The letter called on the EPA to “assure that contamination is assessed and remediated and that future leaks of cyanide, zinc, polynuclear aromatic hydrocarbons are contained,” and specifically asked the agency to look into the risks posed by solvent landfills and percolation ponds.
The senators say a Superfund designation would create jobs through hazardous material cleanup and open the doors to potential new businesses to locate at the site in the future, if the plant doesn’t reopen for aluminum production. The plant’s owner, Glencore, closed down the facility in October 2009, citing aluminum market conditions and electricity prices.
Tester reiterated his stance that reopening the plant as an aluminum producer would be the best option, but he is skeptical after three-plus years of unsuccessfully trying to negotiate a power contract with Bonneville Power Administration and Glencore. The senator said Glencore hasn’t given him reason to believe negotiations will come to fruition.

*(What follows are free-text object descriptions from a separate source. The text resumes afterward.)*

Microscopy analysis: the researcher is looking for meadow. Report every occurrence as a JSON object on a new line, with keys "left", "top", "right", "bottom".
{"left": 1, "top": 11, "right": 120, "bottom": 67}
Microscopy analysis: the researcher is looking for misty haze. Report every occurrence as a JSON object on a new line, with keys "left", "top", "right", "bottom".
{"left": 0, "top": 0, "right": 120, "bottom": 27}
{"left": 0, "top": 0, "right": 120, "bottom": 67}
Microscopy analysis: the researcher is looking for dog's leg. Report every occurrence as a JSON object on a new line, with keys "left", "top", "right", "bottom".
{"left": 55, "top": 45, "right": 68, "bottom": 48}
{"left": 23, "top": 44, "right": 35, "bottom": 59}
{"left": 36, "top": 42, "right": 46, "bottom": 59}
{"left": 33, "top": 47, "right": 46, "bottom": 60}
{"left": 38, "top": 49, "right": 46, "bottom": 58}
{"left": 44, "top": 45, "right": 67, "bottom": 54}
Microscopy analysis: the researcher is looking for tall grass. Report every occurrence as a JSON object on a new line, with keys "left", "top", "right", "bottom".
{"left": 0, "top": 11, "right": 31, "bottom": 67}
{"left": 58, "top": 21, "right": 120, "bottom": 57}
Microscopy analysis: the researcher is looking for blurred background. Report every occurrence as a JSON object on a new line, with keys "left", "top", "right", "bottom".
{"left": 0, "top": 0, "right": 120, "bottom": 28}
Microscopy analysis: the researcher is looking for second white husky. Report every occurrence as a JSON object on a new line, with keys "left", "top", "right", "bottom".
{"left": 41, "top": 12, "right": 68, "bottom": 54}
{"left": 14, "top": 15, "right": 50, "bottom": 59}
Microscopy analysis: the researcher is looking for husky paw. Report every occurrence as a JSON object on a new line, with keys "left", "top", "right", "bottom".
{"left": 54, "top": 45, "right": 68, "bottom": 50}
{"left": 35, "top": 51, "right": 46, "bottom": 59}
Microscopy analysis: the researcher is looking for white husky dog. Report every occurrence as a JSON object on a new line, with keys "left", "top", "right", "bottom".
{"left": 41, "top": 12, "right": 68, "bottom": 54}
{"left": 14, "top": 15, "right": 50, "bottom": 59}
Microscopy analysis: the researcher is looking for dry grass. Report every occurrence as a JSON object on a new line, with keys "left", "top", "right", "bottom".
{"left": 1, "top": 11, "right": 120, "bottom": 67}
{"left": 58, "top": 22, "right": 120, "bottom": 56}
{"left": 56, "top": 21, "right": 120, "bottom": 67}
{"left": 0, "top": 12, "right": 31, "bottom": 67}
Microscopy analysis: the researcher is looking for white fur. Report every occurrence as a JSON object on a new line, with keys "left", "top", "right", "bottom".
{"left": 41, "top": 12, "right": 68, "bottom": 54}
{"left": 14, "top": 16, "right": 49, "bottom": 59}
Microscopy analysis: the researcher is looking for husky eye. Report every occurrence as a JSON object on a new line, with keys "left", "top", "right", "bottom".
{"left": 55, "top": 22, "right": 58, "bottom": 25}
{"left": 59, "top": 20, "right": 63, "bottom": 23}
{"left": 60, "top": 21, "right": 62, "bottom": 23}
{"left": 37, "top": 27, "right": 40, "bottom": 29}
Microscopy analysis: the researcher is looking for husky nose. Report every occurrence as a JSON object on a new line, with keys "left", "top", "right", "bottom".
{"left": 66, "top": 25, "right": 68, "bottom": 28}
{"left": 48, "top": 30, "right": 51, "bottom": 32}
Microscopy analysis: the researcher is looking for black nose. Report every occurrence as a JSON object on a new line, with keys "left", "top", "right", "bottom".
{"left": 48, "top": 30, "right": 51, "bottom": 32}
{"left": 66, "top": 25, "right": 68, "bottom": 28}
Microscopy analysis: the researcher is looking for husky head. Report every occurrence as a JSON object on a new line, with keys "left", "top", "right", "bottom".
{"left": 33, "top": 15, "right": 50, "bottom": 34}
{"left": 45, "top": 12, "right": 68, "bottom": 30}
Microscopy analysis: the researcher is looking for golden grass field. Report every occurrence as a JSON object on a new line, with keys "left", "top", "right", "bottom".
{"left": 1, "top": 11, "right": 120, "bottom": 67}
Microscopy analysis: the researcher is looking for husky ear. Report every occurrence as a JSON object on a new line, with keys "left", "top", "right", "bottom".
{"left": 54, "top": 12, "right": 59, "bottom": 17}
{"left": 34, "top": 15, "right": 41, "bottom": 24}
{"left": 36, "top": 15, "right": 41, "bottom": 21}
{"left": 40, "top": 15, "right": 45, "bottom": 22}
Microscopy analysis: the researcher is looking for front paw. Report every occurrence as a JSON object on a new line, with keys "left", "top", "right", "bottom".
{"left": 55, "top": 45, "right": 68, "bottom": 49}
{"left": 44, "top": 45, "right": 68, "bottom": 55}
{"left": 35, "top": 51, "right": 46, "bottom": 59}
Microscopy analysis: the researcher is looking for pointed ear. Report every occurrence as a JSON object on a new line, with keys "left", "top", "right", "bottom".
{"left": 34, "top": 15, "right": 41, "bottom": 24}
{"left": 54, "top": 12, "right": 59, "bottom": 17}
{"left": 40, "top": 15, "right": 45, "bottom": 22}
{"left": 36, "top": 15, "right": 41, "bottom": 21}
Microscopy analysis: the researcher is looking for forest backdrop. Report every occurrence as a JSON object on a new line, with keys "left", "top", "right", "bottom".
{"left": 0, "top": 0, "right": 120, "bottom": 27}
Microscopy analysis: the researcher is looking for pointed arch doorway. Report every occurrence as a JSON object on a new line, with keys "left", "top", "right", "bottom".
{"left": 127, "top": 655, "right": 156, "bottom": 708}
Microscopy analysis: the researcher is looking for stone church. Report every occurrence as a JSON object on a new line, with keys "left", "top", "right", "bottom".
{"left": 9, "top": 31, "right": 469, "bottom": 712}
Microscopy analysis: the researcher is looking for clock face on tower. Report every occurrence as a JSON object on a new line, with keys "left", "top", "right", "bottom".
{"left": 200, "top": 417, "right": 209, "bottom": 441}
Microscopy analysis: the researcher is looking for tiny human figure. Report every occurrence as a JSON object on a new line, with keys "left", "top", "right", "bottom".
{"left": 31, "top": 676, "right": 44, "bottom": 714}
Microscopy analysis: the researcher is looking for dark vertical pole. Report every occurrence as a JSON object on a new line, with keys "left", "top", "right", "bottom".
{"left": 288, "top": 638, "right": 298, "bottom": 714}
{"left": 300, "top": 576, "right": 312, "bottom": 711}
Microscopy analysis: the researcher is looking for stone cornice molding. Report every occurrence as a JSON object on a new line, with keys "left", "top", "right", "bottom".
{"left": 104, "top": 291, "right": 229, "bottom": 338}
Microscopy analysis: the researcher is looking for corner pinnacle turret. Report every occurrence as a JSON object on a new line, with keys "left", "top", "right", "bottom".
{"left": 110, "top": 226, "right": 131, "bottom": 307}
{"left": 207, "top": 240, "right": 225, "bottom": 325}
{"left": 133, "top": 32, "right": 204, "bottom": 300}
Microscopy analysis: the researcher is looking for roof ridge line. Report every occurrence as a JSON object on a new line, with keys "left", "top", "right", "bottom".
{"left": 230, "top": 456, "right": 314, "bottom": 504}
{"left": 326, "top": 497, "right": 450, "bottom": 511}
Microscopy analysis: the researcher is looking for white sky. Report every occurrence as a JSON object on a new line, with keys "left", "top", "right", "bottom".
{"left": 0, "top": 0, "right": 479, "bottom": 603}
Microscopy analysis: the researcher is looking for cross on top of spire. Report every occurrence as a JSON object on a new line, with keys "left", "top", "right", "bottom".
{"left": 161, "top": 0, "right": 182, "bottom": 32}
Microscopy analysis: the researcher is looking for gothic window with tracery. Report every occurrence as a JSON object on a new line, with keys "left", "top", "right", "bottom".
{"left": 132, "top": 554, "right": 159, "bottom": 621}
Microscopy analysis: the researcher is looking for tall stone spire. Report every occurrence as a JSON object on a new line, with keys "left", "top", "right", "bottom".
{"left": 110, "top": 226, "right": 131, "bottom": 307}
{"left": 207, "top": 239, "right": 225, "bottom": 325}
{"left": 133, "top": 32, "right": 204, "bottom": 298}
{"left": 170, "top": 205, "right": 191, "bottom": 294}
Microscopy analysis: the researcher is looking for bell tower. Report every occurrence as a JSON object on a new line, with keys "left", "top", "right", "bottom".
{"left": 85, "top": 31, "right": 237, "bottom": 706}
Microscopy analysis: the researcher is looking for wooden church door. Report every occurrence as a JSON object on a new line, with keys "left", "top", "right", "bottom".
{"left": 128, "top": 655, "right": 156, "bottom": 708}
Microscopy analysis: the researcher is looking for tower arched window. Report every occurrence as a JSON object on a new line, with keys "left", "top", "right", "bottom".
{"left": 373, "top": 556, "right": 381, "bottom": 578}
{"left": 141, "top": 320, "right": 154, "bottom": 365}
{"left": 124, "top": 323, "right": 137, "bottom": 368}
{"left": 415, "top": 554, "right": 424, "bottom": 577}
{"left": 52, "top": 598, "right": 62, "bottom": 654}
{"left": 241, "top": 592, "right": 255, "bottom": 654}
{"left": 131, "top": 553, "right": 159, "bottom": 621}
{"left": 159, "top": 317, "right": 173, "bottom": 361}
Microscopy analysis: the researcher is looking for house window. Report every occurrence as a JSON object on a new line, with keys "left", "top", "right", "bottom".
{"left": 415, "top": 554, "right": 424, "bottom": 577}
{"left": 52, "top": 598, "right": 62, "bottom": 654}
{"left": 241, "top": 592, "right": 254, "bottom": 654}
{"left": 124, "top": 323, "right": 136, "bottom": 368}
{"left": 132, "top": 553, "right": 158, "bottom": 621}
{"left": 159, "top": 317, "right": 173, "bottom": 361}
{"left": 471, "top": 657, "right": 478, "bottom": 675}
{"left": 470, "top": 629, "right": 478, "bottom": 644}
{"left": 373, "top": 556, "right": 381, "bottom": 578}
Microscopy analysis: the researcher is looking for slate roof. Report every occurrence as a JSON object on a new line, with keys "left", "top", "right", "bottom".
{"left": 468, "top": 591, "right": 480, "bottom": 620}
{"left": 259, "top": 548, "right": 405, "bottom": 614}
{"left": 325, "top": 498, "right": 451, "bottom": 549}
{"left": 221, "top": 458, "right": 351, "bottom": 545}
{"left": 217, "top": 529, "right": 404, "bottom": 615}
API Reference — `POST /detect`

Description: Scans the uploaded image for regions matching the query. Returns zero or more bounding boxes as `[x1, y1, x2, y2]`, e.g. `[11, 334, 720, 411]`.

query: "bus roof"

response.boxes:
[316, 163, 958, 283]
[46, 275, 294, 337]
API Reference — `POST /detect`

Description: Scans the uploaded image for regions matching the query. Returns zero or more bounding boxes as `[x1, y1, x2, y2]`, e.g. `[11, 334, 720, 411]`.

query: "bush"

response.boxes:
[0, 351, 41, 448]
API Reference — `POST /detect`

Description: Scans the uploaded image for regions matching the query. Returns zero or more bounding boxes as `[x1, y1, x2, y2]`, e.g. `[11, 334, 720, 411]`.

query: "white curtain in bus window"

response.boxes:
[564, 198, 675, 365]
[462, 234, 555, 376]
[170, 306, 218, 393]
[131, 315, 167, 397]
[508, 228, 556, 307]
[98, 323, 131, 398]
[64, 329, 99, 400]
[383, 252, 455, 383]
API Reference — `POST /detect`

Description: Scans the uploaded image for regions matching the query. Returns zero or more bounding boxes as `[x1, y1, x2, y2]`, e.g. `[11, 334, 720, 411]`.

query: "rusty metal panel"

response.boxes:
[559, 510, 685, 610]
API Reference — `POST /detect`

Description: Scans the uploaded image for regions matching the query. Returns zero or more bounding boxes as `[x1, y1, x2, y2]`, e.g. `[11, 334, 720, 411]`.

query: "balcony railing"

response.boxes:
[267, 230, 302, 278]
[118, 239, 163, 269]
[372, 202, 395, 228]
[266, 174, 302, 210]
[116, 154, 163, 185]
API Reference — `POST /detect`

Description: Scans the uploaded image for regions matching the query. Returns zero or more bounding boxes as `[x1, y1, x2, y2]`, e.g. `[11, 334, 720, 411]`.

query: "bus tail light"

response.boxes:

“At some point, you do feel like you’re getting led down the road,” the senator told the crowd assembled at Columbia Falls City Hall, adding that the EPA study would help decide options other than continuing to go “down this road of false hope.”
Columbia Falls Mayor Don Barnhart and Freedom Bank President Don Bennett expressed similar frustration with Glencore. Bennett, in his role on the board of Flathead County Economic Development Authority, said he had an unfavorable experience with Glencore when the group was looking to purchase the property for an industrial park.
Bennett said the economic development authority paid for a property appraisal, offered full price and then additional incentives, but eventually Glencore quit returning phone calls. Now the group is moving forward with plans to establish an industrial park in Kalispell.
Bennett thinks it’s time to study contamination at the plant and said that mitigation could occur even if the plant is reopened.
“We need to do something – the sooner the better,” he said.
But Haley Beaudry, CFAC’s longtime spokesman, warned about the repercussions of an EPA declaration. Beaudry, who’s from Butte and has seen the impact of the Berkeley Pit Superfund designation, said it would be difficult to reopen the CFAC plant once it’s declared a Superfund site because of restrictions on operating.
Beaudry is holding out hope for the facility to reopen. He mentioned a 10-year power contract that Alcoa signed with BPA in December for its aluminum smelter in Washington. But he also acknowledged that aluminum prices are poor and plants are shutting down around the world.
There was also talk at the meeting of equipment being purchased for the CFAC plant and Glencore officials possibly planning to do a walkthrough of the facility.
Some in attendance questioned whether taxpayers would end up footing the bill for Superfund cleanup or if the responsibility will fall on the companies responsible for the pollution. Under the Superfund program, the EPA seeks to identify the parties responsible for the pollution and compel them to pay for the cleanup.